Eve entschuldigte sich bei Nate, dann eilte sie schnurstracks zu Dave. In ihrem Bauch kribbelte es nervös. „Was willst du denn schon wieder hier?"

Die gute Laune, die sie eben noch gehabt hatte, war dahin. Zu allem Übel steuerte nun auch noch Nate in ihre Richtung.

„Ich wusste doch, dass du dich freust, mich zu sehen." Dave grinste maliziös, Eve hingegen wollte im Erdboden versinken. Es lagen zu viele negative Schwingungen in der Luft.

„Alles in Ordnung?", erklang Nates Stimme hinter ihr. Natürlich ließ er es sich nicht nehmen, den Unbekannten abzuchecken. Oder den Aufpasser zu spielen, wie Eve vermutete.

„Äh, also irgendwie schon", stammelte sie mit geröteten Wangen. Sie hatte keine Lust, die beiden jungen Männer, von denen man nicht sagen konnte, wer angriffslustiger dreinblickte, miteinander bekannt zu machen. Zu ihrem Glück fehlte nur noch, dass einer von ihnen die Pistole zog und den anderen zum Duell herausforderte. „Da ist was Persönliches, das ich klären muss. Entschuldigst du mich bitte?"

„Das ist jetzt ein Scherz", erwiderte Nate steinern.

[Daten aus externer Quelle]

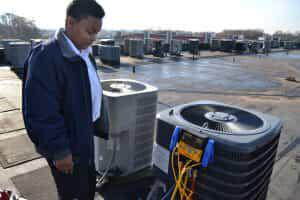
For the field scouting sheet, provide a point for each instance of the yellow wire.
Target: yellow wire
(179, 185)
(178, 182)
(184, 171)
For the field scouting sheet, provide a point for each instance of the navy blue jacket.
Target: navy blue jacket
(57, 108)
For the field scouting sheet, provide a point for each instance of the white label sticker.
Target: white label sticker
(161, 158)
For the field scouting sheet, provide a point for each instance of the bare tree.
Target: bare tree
(13, 26)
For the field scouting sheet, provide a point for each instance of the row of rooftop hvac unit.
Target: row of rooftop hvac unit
(15, 51)
(229, 151)
(137, 48)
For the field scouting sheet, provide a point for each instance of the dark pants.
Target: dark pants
(80, 185)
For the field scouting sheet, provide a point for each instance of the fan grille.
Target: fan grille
(122, 86)
(222, 118)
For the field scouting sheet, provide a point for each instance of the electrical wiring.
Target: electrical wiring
(178, 182)
(184, 170)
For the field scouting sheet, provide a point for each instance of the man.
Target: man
(62, 98)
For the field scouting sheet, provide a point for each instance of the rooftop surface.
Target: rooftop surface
(255, 82)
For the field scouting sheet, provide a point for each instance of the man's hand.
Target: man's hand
(65, 165)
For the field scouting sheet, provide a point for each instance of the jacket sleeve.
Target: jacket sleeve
(42, 96)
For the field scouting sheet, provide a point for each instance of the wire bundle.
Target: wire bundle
(181, 179)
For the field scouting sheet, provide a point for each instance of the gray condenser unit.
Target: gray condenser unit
(132, 109)
(245, 146)
(18, 52)
(110, 54)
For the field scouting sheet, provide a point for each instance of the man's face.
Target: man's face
(83, 32)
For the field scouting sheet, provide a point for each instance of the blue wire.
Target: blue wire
(168, 193)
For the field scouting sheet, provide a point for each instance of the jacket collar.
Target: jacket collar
(65, 48)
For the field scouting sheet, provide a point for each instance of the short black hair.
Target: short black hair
(79, 9)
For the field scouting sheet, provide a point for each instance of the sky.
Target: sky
(189, 15)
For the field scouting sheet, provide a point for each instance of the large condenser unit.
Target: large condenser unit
(131, 109)
(110, 54)
(245, 145)
(18, 52)
(136, 48)
(5, 43)
(176, 47)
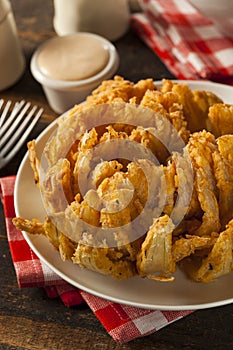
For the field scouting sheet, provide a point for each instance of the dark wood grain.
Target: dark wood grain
(28, 318)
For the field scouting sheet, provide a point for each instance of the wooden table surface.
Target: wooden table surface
(28, 318)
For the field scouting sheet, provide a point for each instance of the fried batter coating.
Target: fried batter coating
(167, 105)
(225, 147)
(217, 263)
(185, 246)
(220, 119)
(34, 162)
(101, 260)
(200, 147)
(155, 259)
(223, 172)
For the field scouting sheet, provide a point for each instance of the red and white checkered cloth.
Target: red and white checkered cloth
(188, 43)
(122, 322)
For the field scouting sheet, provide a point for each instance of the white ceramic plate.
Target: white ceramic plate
(182, 294)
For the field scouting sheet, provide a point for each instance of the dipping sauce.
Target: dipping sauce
(71, 58)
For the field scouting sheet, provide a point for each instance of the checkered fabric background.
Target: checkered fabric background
(189, 44)
(122, 322)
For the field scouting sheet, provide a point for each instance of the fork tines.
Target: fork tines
(16, 123)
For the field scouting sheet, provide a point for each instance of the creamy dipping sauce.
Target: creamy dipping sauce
(72, 58)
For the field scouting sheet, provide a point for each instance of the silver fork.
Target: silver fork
(15, 126)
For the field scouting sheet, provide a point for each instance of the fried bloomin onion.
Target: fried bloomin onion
(146, 192)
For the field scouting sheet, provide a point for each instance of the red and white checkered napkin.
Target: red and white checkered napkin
(189, 44)
(122, 322)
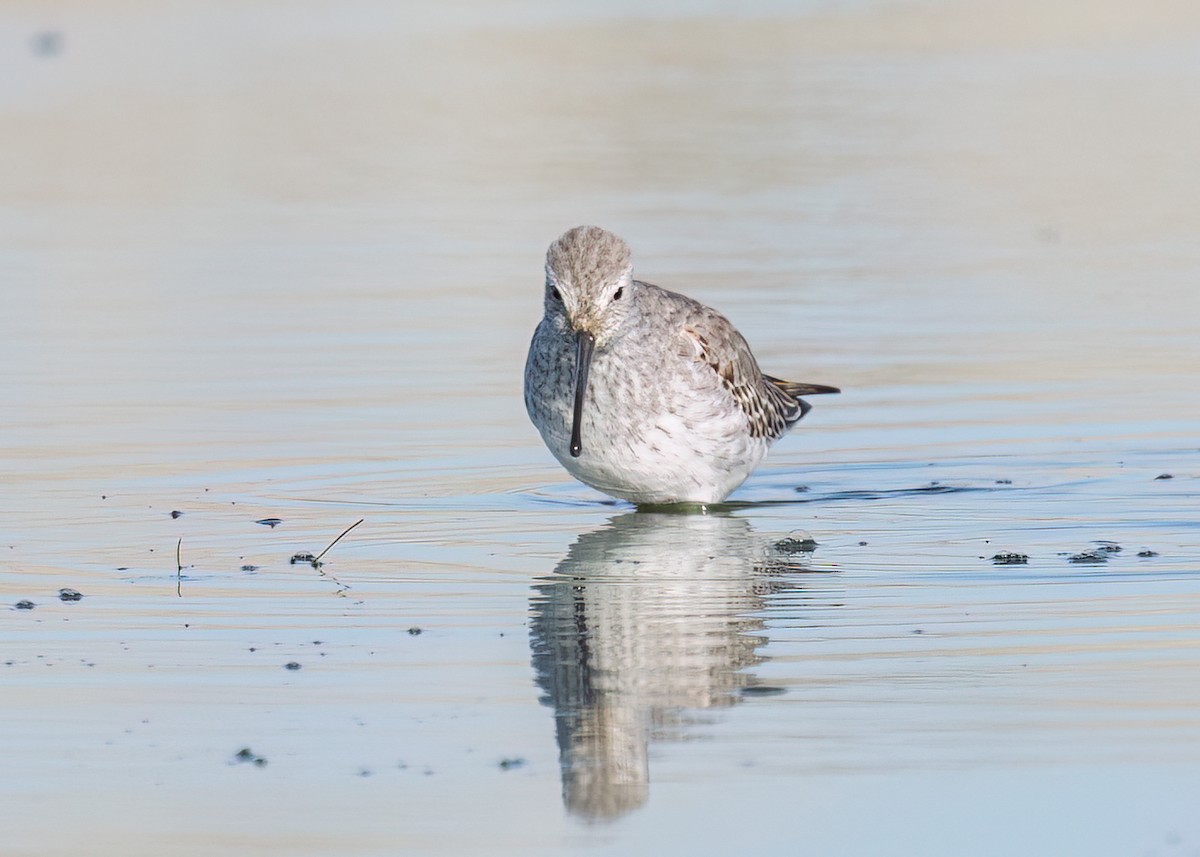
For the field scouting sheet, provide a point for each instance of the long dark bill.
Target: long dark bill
(583, 345)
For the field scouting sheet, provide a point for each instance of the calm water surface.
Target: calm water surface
(283, 262)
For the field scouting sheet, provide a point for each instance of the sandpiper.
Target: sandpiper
(642, 393)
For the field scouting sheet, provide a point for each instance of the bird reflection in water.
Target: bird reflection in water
(646, 618)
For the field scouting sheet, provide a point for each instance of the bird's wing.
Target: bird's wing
(767, 402)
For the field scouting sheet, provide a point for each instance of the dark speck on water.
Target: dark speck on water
(803, 544)
(763, 690)
(1011, 558)
(247, 755)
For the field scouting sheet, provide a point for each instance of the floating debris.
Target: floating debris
(763, 690)
(1011, 558)
(246, 755)
(797, 543)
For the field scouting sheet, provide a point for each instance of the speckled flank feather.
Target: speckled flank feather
(675, 407)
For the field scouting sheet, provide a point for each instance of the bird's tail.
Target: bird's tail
(795, 389)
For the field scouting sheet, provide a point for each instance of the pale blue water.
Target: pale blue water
(283, 262)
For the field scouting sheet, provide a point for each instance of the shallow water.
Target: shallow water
(283, 262)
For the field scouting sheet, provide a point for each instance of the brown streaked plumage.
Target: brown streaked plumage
(642, 393)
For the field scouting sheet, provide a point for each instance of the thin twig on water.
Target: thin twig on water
(337, 539)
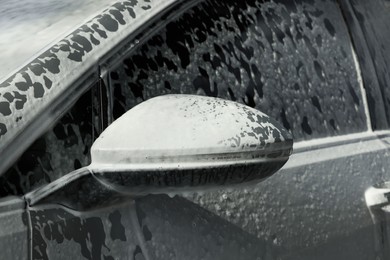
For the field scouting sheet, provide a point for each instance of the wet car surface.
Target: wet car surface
(317, 67)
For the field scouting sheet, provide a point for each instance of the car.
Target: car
(318, 67)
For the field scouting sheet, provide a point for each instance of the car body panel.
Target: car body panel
(293, 60)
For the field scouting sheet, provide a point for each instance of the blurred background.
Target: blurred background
(28, 26)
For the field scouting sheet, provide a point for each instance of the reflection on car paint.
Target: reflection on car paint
(284, 58)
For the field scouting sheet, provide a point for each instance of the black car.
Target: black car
(318, 68)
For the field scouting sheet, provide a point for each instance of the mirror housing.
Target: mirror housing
(184, 142)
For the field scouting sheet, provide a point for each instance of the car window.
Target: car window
(368, 23)
(62, 149)
(290, 59)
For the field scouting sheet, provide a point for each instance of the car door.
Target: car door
(292, 60)
(296, 62)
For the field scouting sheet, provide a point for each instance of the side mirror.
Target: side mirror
(176, 143)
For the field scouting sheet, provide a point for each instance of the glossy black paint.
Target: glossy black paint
(285, 58)
(194, 61)
(368, 24)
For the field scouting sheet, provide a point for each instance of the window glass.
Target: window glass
(62, 149)
(290, 59)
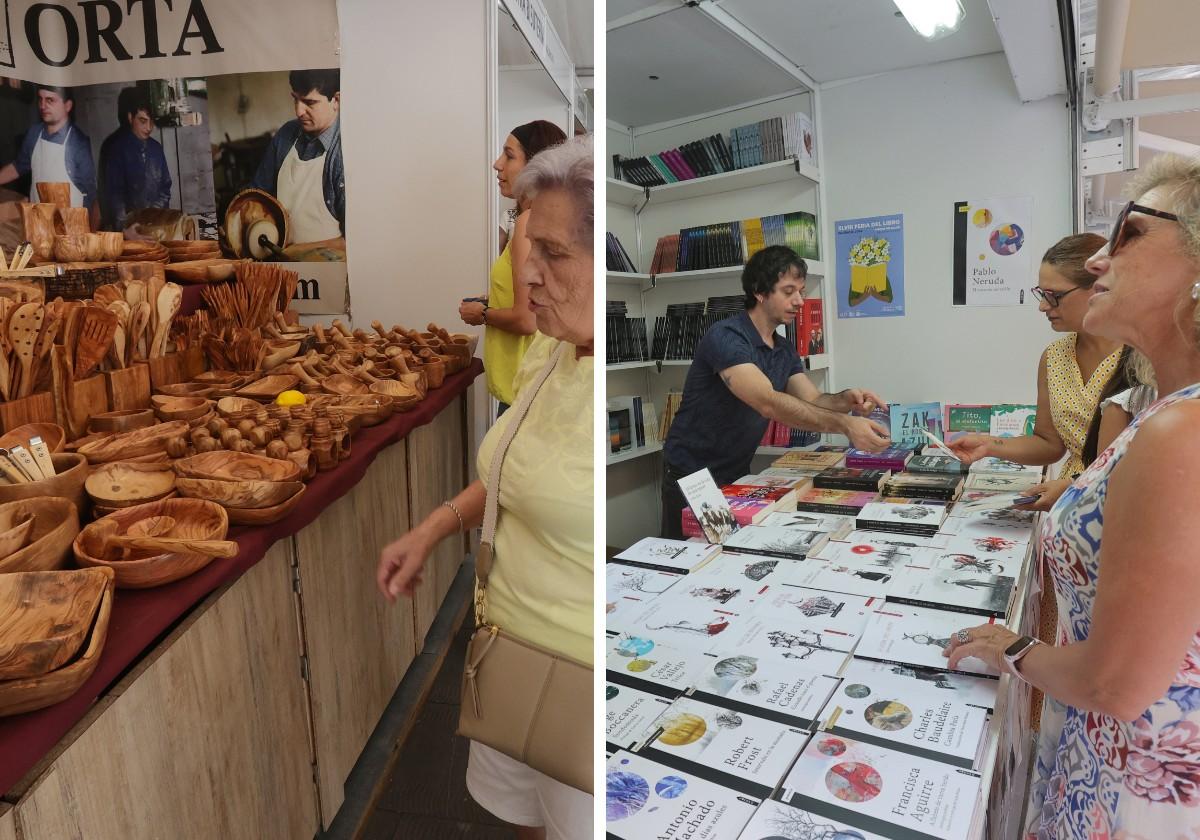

„Nein. Es tut mir leid, Nate." Eve legte beruhigend ihre Hand auf seinen Arm. Sie konnte spüren, dass sämtliche Muskeln in Nates Körper angespannt waren. „Ich bring das in Ordnung. Aber zuerst muss ich mich um diese Sache hier kümmern."

Nate kniff die Augen zu Schlitzen zusammen, wodurch Eve einen zweiten Anlauf benötigte. Schließlich gelang es ihr, ihn zu überreden, und er zog davon. Verstimmt sah sie zu Dave, der immer noch lässig dastand, jedoch siegessicher dreinblickte. „Sag mal, spinnst du?", zischte sie Dave an. Sie war geladen vor Wut und nahm ihn beiseite.

Dave schob das Kinn nach vorn. „Er lebt gefährlich."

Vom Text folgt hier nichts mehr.